Matthew felt immediate panic. He wasn’t going to earn his way to a million quid, that much was clear. But he knew how he planned to make a million, and that plan needed him to keep his job. Matthew’s mouth went as dry as banknotes.

‘Inevitably, when we cut back, the first people to go looking for a new desk are those who have just arrived. Unless, that is, they have done exceptionally well since arriving.’

Rosenthal meant Petersen. Petersen hadn’t made a big bet which went bad. Petersen’s dental-ad grin meant he was staying. And Matthew? What would he get? The regretful smile and a kick in the teeth? Here’s your consolation prize, so sorry you can’t stay. Never mind about your father’s thirty million quid. We’re sure it’ll tum up. Matthew’s mind raced as Rosenthal continued.

‘But we don’t want to lose our promising young professionals. And that’s where Brian comes in. Brian?’

McAllister took over.

‘We’re setting up a new group in London, Matt, and I’d like you to be a part of it. The group’s going to buy and sell distressed debt. European junk, if you prefer.’ Matthew knew what he meant. Say a company - Eurotunnel, for instance - borrows a lot of money. It hits bad times. The bankers and investors who lent to it realise they’ll never get their money back in full. The loans trade, like the Western Instruments bonds, at big discounts to face value. Trading in these markets is a roller-coaster ride, for company and lenders alike. If you’re smart, and you buy in the troughs and sell in the peaks, you can make a fortune. If, on the other hand, what you thought was the bottom turns out to be a brief respite before an even sharper collapse, then you can lose your shirt, collar and necktie, all in a sitting.

‘The job needs trading sense, for sure,’ continued McAllister. ‘But it also needs intelligence, and the ability to do deep research on the situations that interest us. That’s what made me think of you. I think you’re a natural for this group, Matt, and I’d be delighted if you wanted to join it. We’re starting in the New Year, so you’d need to find yourself somewhere to live in London over the holiday if you can.’

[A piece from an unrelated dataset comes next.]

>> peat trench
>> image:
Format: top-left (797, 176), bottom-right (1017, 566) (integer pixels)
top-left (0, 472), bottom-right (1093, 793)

McAllister went on to describe the job in more detail, but he didn’t need to. Matthew was hooked. A job like this was perfect, just perfect, for what he had in mind. He was unhappy about his bonus, but the job was perfect. Perhaps Plan B would be possible after all.

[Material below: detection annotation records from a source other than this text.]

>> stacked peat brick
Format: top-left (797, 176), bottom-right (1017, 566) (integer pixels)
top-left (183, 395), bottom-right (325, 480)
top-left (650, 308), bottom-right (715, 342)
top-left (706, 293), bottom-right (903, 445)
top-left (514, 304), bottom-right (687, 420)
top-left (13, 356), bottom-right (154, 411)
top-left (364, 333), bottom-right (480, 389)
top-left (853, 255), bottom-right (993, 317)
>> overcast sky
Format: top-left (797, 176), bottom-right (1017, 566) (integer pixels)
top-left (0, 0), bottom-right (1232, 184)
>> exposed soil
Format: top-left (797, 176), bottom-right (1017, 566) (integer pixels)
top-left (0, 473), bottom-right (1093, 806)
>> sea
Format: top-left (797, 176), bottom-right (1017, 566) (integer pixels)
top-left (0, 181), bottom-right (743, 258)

The arrangement was quickly confirmed. Even if Matthew hadn’t been keen, he’d have accepted. An offer is only an order in disguise, and Matthew’s old job had crumbled beneath him.

There was only one problem and it was a big one.

Fiona. As soon as Matthew had left Rosenthal’s office, he hurried down the trading floor to Fiona’s office. As he made his way there - passing the secretaries fighting with photocopiers, the traders bragging over their two-dollar cappuccinos, the mail men who serve the firm for fifty years never seeing a tenth of the bonus that had so disappointed Matthew - his mind was full of thoughts.

He was relieved to have a job. He was excited by the new position. He was pleased to get a bonus. He was pleased at the praise that Rosenthal and, more importantly, McAllister had offered him. He was disappointed with the size of his bonus, though he knew it was fair, generous even. But, most of all, as he hurried down the aisle, he realised he couldn’t contemplate losing Fiona.